Hicimos la compra en Vinicio, el único sitio abierto en Ansedonia; compramos alguna botella de agua, café para el día siguiente, pan, tomates, un poco de embutido y una excelente mozzarella procedente de la Maremma. Además, dos filetes de ternera Chianina, carbón y un vino tinto, un Morellino di Scansano, y también dos cervezas artesanales que habíamos encontrado bien frías y unas grandes aceitunas verdes. La cajera, un poco maravillada, le preguntó a Babi: «Pero ¿cuántos sois?». «No, estas son para el aperitivo…». Como si el hecho de coger olivas y cerveza para el aperitivo justificara todo lo demás. Nos pusimos en el jardín de su casa, en el viale della Ginestra, a pocos kilómetros de aquella casa en las rocas adonde la había llevado con los ojos vendados nuestra primera vez.
—Yo este camino me lo conozco, siempre vengo aquí a la playa; la casa de mis abuelos está en el viale della Ginestra, un poco más allá —me dijo cuando se quitó el pañuelo.
—Yo también he venido siempre aquí, tengo amigos que viven en Porto Ercole, los Cristofori. E iba a la playa en Feniglia.
—¿Tú también?
—Sí, yo también.
—Venga ya, y ¿nunca nos hemos cruzado?
—No, al parecer, no. Me acordaría.
Y nos reímos del destino. Habíamos ido siempre a la misma playa de Feniglia, pero a extremos distintos.
—Feniglia es larga, tiene más de seis kilómetros, yo alguna vez la recorría entera.
—¡Yo también!
—Y ¿nunca nos encontramos?
—Nos hemos encontrado ahora, quizá es el momento justo.
Encendí el fuego en el pequeño jardín, mientras ella ponía la mesa, y nos pusimos a tomar el último sol del atardecer. Babi acababa de ducharse y todavía me acuerdo de que llevaba puesta mi sudadera amarilla que había comprado en Francia, durante un viaje con mis padres. Tenía el pelo mojado y por eso parecía más oscuro, y olía a recién salida de la ducha. Recuerdo que se peinaba sus largos cabellos mojados con un cepillo y tenía los ojos cerrados, y la sudadera le quedaba larga sobre las piernas, que asomaban por debajo del elástico, mientras que en los pies llevaba unas Sayonara y tenía las uñas perfectamente pintadas de rojo. En la otra mano sostenía la cerveza y, de vez en cuando, bebía un sorbo. En cambio, las aceitunas me las comía solo yo. Luego, en un momento dado, dejó la cerveza en la empalizada, me cogió la mano y me la metió por debajo de la sudadera.
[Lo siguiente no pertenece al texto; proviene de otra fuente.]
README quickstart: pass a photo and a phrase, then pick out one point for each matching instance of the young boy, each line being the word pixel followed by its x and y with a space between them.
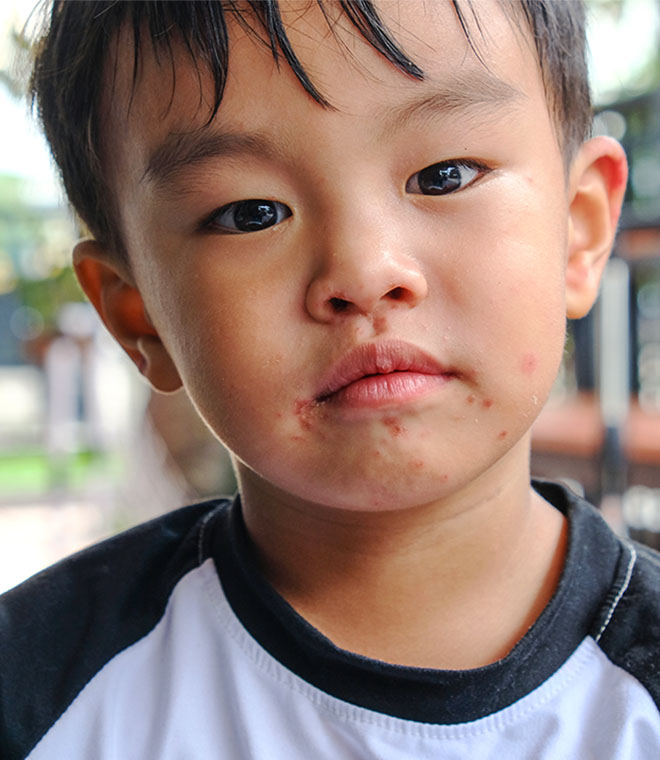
pixel 353 234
—Pero si no llevas nada… No llevas bragas…
—No.
En ese momento se presentó en la entrada, en Vespa, Lorenzo, al que todos llamábamos Lillo, un capullo del grupo de Ansedonia que siempre le había ido detrás desde que eran pequeños, pero al que Babi nunca había dado esperanzas.
—Hola, Babi, hola, Step. ¿Qué hacéis? Estamos todos en mi casa, ¿por qué no venís vosotros también?
Y Babi estaba desnuda y mi mano allí con ella y, a pesar de su llegada, yo no interrumpí nada.
Babi me miró y yo me limité a sonreírle, pero sin detenerme en ningún momento. Luego se volvió hacia Lorenzo.
—No, gracias… Nos quedamos aquí.
Me dio la impresión de que quería insistir.
—De acuerdo… Como queráis. —Se quedó callado unos segundos y también nosotros. Entonces notó que estaba de más y, sin decir nada, se marchó con la Vespa y desapareció al fondo de la calle.
Babi me besó y me llevó a la casa. Después de hacer el amor estábamos hambrientos, cenamos a medianoche. Estaba oscuro y volví a encender el fuego, nos calentamos bebiendo vino tinto y llenándonos de besos, como si nada pudiera separarnos. Era todo tan perfecto que nos habríamos quedado allí juntos para siempre. Para siempre, qué palabra tan tremenda.
Entonces le doy la vuelta a la página del álbum y me quedo sin respiración.